Come abbiamo visto, tutta la Bibbia è percorsa da scene di accoglienza.
A partire da Abramo, l’accoglienza è più volte presentata come uno spazio in cui Dio interviene, come un’esperienza privilegiata, che Dio spesso sceglie come luogo adatto per intervenire. Come mai? Cosa c’è di speciale nell’accoglienza?
Chi accoglie, deve necessariamente togliersi dal centro, dimenticarsi di sé per l’altro. Forse proprio in questo necessario movimento di decentramento, tipico di chi accoglie un altro, Dio trova lo spazio per intervenire
Preghiamo gli uni per gli altri e chiediamo, per noi e per tanti, il dono di decentrarci. Non è facile, ci vuole l’esercizio di una vita, ma abbiamo fiducia che lo Spirito Santo lo può fare in noi, come in tanti… Questo testo dice che ne vale la pena!

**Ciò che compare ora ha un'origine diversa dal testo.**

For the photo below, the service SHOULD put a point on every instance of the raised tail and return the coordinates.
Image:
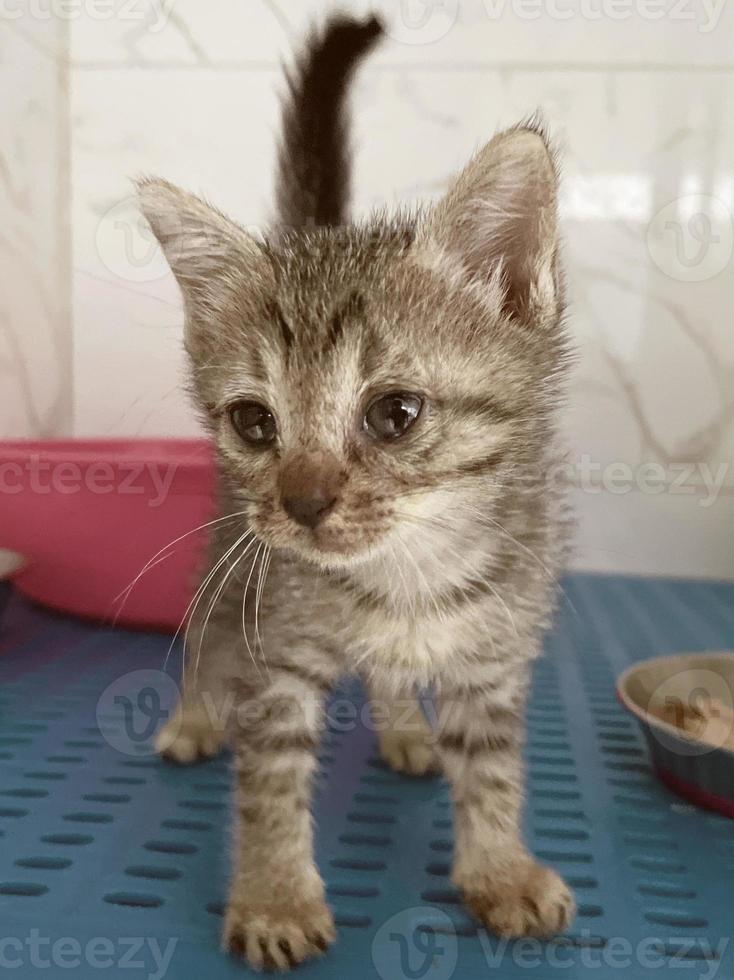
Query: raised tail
(313, 175)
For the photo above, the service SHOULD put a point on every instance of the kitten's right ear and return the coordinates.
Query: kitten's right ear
(202, 245)
(497, 223)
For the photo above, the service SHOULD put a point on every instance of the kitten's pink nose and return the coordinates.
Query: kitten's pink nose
(309, 487)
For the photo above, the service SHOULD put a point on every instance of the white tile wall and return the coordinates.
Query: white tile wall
(638, 94)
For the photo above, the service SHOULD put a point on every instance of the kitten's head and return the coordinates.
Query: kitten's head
(363, 384)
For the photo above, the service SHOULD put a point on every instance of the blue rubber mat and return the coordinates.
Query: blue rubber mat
(115, 863)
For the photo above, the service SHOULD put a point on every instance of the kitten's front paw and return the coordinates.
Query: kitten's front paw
(409, 752)
(278, 936)
(535, 902)
(188, 737)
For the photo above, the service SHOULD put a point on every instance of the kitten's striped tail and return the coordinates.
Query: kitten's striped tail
(313, 175)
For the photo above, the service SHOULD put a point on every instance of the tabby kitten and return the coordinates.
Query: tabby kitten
(383, 399)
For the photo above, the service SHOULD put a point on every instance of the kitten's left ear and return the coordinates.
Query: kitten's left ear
(202, 247)
(498, 222)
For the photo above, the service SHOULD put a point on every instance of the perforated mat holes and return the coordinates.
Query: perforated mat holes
(353, 891)
(675, 919)
(202, 805)
(196, 825)
(106, 797)
(68, 840)
(686, 951)
(371, 818)
(153, 872)
(377, 798)
(657, 864)
(137, 900)
(25, 793)
(366, 840)
(83, 816)
(45, 863)
(358, 864)
(24, 889)
(170, 847)
(664, 889)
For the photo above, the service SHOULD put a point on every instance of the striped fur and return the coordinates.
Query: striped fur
(436, 564)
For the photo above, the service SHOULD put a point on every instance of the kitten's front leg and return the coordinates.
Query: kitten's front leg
(277, 914)
(405, 737)
(480, 740)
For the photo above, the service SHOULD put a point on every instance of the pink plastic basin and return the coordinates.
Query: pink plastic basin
(86, 515)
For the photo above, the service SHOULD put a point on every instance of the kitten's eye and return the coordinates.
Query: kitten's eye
(390, 416)
(253, 423)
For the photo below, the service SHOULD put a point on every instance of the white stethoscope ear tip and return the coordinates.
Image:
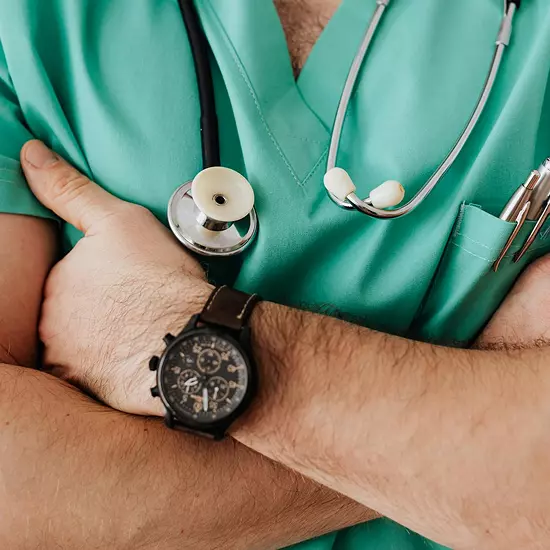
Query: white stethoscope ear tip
(391, 193)
(339, 183)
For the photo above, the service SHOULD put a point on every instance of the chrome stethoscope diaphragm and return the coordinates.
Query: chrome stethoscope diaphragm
(214, 214)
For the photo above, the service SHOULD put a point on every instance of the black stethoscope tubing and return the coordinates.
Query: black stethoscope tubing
(200, 50)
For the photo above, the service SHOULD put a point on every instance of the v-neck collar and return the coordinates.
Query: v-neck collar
(250, 45)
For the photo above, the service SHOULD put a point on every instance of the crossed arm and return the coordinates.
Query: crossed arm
(75, 474)
(418, 432)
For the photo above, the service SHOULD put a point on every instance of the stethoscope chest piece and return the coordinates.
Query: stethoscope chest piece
(203, 213)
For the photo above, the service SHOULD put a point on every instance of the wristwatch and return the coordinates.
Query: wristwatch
(206, 377)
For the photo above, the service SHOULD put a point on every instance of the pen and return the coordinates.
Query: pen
(539, 209)
(517, 210)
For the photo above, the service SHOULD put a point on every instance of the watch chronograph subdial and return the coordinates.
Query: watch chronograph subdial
(218, 388)
(203, 378)
(190, 382)
(209, 361)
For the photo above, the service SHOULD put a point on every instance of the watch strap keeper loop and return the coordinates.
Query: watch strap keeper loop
(228, 308)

Guardiamolo più da vicino: ci accorgiamo subito che la scena descritta non è poi cosi comune. Colui che sta fuori dalla porta a bussare è il Re dei Re, il Signore della vita e della morte, il Risorto: la massima potenza che viene - anche da Risorto - nella massima impotenza, quella di chi aspetta che la porta si apra dal di dentro.
L’iniziativa è del Risorto, ma l’accento di tutta la scena è la reciprocità. Lo esprimono molto bene i verbi di questo breve testo: sono 6, i primi due esprimono l’iniziativa del Risorto {sto alla porta e busso)e, subito, altri due esprimono la risposta (...ascolta... apre), una risposta che condiziona ( !) l’ulteriore iniziativa di colui che bussa, espressa con gli ultimi due verbi (...entrerò... cenerò). E, come se ancora non bastasse, dopo l’ultimo verbo, cenerò con lui, il testo aggiunge: ed egli con me. Tutto sottolinea la reciprocità, un incontro alla pari.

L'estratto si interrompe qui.